Managing Inventory Turnover
Efficient and effective inventory turnover is one of the secrets to improving cash flow and managing inventory investment. Businesses struggle with inventory management. Excess and obsolete inventories represent a major problem for most businesses, large or small. Effective inventory management and measurement is crucial.
First, inventory turnover is defined as the number of times turns over or cycles during the year. It is a measure of how well your inventory is working for you. The higher (or faster cycling) your inventory turns indicates a lower level of inventory investment and a more efficient leveraging of your investment to support your sales level.
Inventory turnover is a ratio of your average cost of sales to average cost of inventory. Cost of sales is used in order to compare inventory cost and not to company profit. Average inventory is a calculated number that should be based on the best possible assumption which is typically the sum of the extension of an item quantity times unit cost. I suggest using direct unit costs to avoid inclusion of allocated overhead.
The formula for the calculation is average cost of sales ÷ average inventory. When making this calculation the most accurate calculation is by using daily values and the next best option is to use monthly average costs and data. Using yearly averages provides least meaningful information.
Measurement should utilize data that includes cost of sales and inventory amounts broken down by product line. This shows what products are not selling so you adjust purchasing decisions or pricing decisions to correct the level of inventory investment.
Vendor relationships can be a major factor in managing inventory investments. This might involve the timing purchase orders or logistics with replenishment of stock. Your strategy might be to have vendors carry your inventory without impacting customer service. This is called vendor managed inventory. Personnel with purchasing responsibility need to understand the objectives for managing inventory investment and the optimum level of inventory by product, parts, or units.
If you can measure inventory turnover, you can more effectively manage it. This requires having the proper technology tools to perform accurate and timely measurement. Accurate sales forecasts combined with perpetual inventory management and customer relations management systems are critical.

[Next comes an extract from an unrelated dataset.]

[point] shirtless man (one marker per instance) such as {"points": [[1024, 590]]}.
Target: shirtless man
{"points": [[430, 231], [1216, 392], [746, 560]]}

Another tool is the ABC inventory approach, which splits inventory into three classes where A items are the highest priority and cost items (10 to 20 percent by number of items and 70 percent of dollar value) and receive more attention. Less focus and attention are given to B and C inventory items. This allows managers to place their focus on the higher dollar areas that matter the most. There are a number of other factors such as economic order quantities (EQO), lead times, inaccurate bills of material, and inaccurate yield quantities which can result in excess inventory.
My recommendation is to place emphasis on managing turnover and measuring it. Constant focus on inventory investment and turnover will produce awareness and lead to action that produce higher inventory turnover, increased cash flow, and reduced investment in inventory.